Where her eyes used to be, Terezi feels a persistent and painful throb that both makes her want to be sick and scream with joy. It feels like something is lancing into her skull, but she feels victorious. She can smell and taste better than when she could with her sight, and it feels like coming home again. Like having a home again. She can smell and taste the way Kanaya is standing near her, tense and worried, and the touch feels a little more intense when she grabs Terezi's hands and laces their fingers together.

"How are you?" She asks.

Terezi responds with, "Never better."

To her surprise, she finds it to be true despite the pain. This is not the bitterness and rage and helplessness that filled her when she first lost her sight. This has been done as a favor, and with affection and pity that makes her bloodpusher ache.
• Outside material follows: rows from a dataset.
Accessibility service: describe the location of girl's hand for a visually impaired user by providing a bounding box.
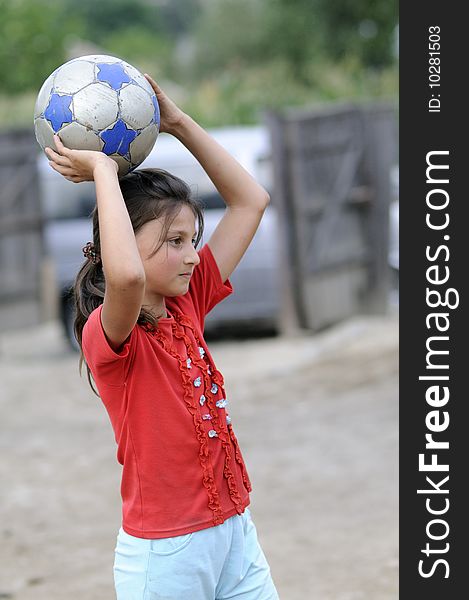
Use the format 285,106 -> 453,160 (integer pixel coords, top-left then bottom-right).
45,135 -> 119,183
145,73 -> 186,134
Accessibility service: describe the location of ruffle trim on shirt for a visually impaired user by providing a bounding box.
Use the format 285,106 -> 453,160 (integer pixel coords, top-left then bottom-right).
144,309 -> 251,525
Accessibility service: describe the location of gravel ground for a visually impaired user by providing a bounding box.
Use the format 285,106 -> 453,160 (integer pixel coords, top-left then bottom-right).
0,314 -> 398,600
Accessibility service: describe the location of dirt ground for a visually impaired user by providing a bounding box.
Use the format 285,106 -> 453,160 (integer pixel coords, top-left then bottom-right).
0,314 -> 398,600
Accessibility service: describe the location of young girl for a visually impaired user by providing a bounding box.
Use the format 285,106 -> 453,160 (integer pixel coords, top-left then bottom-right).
47,76 -> 278,600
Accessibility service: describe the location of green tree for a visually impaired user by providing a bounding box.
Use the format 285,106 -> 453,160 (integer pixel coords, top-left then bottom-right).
316,0 -> 398,67
0,0 -> 83,93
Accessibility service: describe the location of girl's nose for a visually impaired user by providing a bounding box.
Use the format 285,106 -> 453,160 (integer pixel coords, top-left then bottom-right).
184,244 -> 200,265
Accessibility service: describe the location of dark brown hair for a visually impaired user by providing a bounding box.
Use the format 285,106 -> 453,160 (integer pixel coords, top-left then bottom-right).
73,169 -> 204,389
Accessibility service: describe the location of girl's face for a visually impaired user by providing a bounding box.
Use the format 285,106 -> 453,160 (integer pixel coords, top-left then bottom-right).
135,205 -> 200,305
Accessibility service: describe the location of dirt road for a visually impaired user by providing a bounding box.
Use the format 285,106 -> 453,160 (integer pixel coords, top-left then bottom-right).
0,315 -> 398,600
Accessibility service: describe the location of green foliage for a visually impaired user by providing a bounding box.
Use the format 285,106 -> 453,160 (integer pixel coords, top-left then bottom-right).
0,0 -> 82,93
315,0 -> 398,67
0,0 -> 398,126
62,0 -> 163,45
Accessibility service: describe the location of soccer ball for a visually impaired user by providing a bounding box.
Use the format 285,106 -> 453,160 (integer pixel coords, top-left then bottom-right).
34,54 -> 160,177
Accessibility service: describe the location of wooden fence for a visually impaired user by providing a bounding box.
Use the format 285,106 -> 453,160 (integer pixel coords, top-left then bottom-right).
266,104 -> 397,331
0,130 -> 43,331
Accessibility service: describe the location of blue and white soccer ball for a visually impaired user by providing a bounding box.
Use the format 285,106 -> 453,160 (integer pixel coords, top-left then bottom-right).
34,54 -> 160,176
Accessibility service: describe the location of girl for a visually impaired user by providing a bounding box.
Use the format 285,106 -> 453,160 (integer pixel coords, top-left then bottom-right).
47,75 -> 278,600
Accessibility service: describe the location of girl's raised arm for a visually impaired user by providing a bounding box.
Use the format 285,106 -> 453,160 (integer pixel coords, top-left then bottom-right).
146,75 -> 270,281
46,136 -> 145,350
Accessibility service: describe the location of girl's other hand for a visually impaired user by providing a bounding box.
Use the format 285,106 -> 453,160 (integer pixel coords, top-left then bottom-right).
145,73 -> 185,134
45,135 -> 119,183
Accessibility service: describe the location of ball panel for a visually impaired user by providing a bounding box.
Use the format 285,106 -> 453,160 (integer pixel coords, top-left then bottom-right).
34,117 -> 56,150
34,73 -> 54,118
122,60 -> 155,95
96,63 -> 132,91
44,93 -> 73,132
73,83 -> 119,131
54,59 -> 95,94
130,124 -> 158,166
99,119 -> 137,156
78,54 -> 123,64
60,122 -> 104,150
119,85 -> 155,129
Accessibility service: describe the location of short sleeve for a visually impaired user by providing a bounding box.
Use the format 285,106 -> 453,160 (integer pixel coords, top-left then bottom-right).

Kanaya is concerned for her, is usually concerned when she hurts someone she cares about, so long as they deserve her care. She misses how things used to be, but killing who she's killed is not something that tortures her like it does Terezi. There is a small and slowly warming heat that pulses in her cheeks and in her chest when Kanaya pulls her hands away and reaches for something else on the trolley near them.

"What should I do with these?"

She holds up a small jar filled with a pungent fluid, and Terezi can smell banana-yellow orbs with a licorice center floating in them. The way they bob around is almost comical, and while it hurts when she smiles so wide that it reaches her eyes, she doesn't hiss in pain. "Keep them," Terezi says, pushing the jar toward the other girl with an insistence that surprises even her.

Kanaya smiles at her (and for her, Terezi would like to imagine). It is a gentle parting of mint-leaf lips that reveal perfect peppermint teeth. She tucks jar away in her sylladex and reaches for Terezi's hand again, tangling their fingers together again.

They walk out of the room hand-in-hand, with their hearts a little lighter.

Notes:

I ended up watching a video on eye surgery in YouTube just to figure out how to describe this, and I'm sure that I probably got some things wrong.

The poem Kanaya is reciting is Prometheus by Lord Byron. I'm assuming that there is either a troll version of Lord Byron (because why not) or that Rose taught it to her (because also why not). This fic is written with the assumption that Kanaya is eventually going to be the one who kills Gamzee because, again, why the hell not?